The key oversight agency for Internet addresses is reviewing the way it oversees businesses that sell domain names in the wake of financial and operational problems that left customers of one company nameless.

The Internet Corporation for Assigned Names and Numbers already has taken steps to decertify, whose troubles it said resulted in many customers unable to renew names before they expired or to transfer them to rival registration companies, known as registrars, as required under ICANN rules.

ICANN said broader changes may be needed to prevent similar troubles in the future. Paul Levins, the agency's vice president for corporate affairs, said Monday that the existing rules were written when there was little competition among registrars, while there are about 860 today.

Paul Twomey, ICANN's chief executive, said the agency wasn't looking to increase regulation at the expense of competition.

But the agency, he said, wants to explore whether registrar operators must prove a basic level of skills, whether ICANN must approve any ownership changes and whether ICANN could create enforcement tools short of yanking a company's accreditation entirely.

Other questions include whether the agency should develop an escrow system as a backup repository for data on domain name registrations -- key should a registrar go out of business or be deemed incompetent. A related issue involves whether anonymous registrations through proxy services could hinder data recovery.

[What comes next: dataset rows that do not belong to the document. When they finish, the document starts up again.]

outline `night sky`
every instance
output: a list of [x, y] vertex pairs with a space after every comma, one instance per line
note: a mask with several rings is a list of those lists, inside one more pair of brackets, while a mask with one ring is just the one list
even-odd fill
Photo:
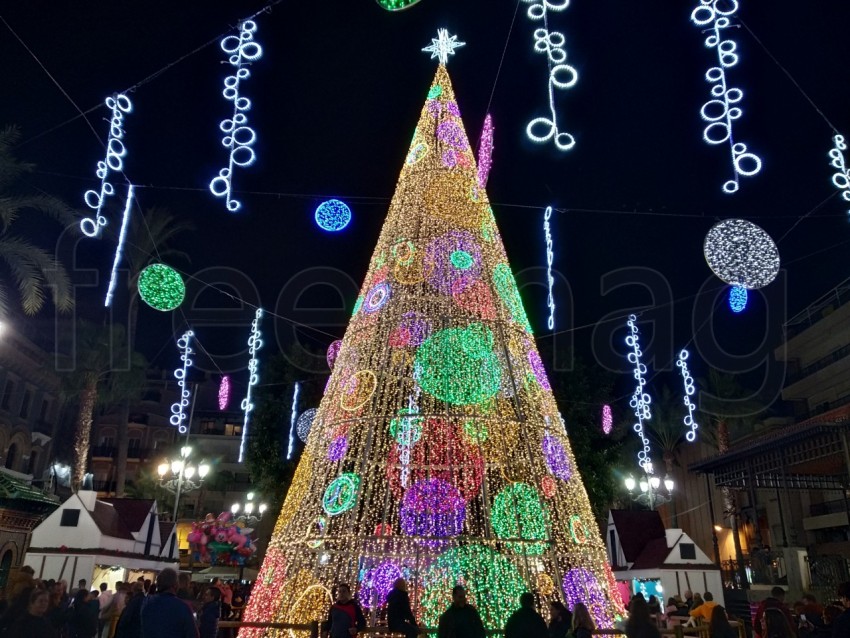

ICANN plans to start discussions as it meets in Lisbon, Portugal, this week, although any decisions are likely months away. Other items on the agenda include a decision on the proposed ".xxx" domain name for pornography sites and a separate review of whether registration data for domain names should remain fully public.

Justin Kulhawick, who runs the site critical of RegisterFly, praised ICANN for the broader review but said the agency should have acted on complaints about the company long ago.

He added that he was building a system through which customers could rate registrars on service and price -- one of the items ICANN is discussing.

According to ICANN, RegisterFly has been having trouble registering and managing domain names on behalf of their customers, and an ownership dispute that resulted in a federal lawsuit compounded those problems.

In that dispute, John Naruszewicz accused Kevin Medina of draining RegisterFly coffers to pay for personal expenses like liposuction, leaving the company unable to pay bills required to properly register or renew names for their customers. In a response court filing, Medina disputed Naruszewicz's claims of co-ownership and accused him of fraud.

A judge ruled March 8 in Medina's favor, giving him full ownership and control of the company.

The following week, after months of meetings and letter exchanges, ICANN told Medina it would terminate RegisterFly's accreditation as of this coming Saturday. ICANN said the company violated ICANN rules in failing to let customers transfer names and failing to comply with audit requirements.

Phone numbers listed with RegisterFly's registration records were either disconnected or produced continual busy signals Monday. E-mail inquiries were not immediately answered.

What will happen after Saturday is not clear. RegisterFly can still seek arbitration or file a lawsuit, ICANN officials say.

ICANN said it may automatically transfer customers to a competing registrar, but it said it doesn't have all the necessary data, largely because of the use of anonymous proxy services. Levins said a lawsuit against RegisterFly was possible.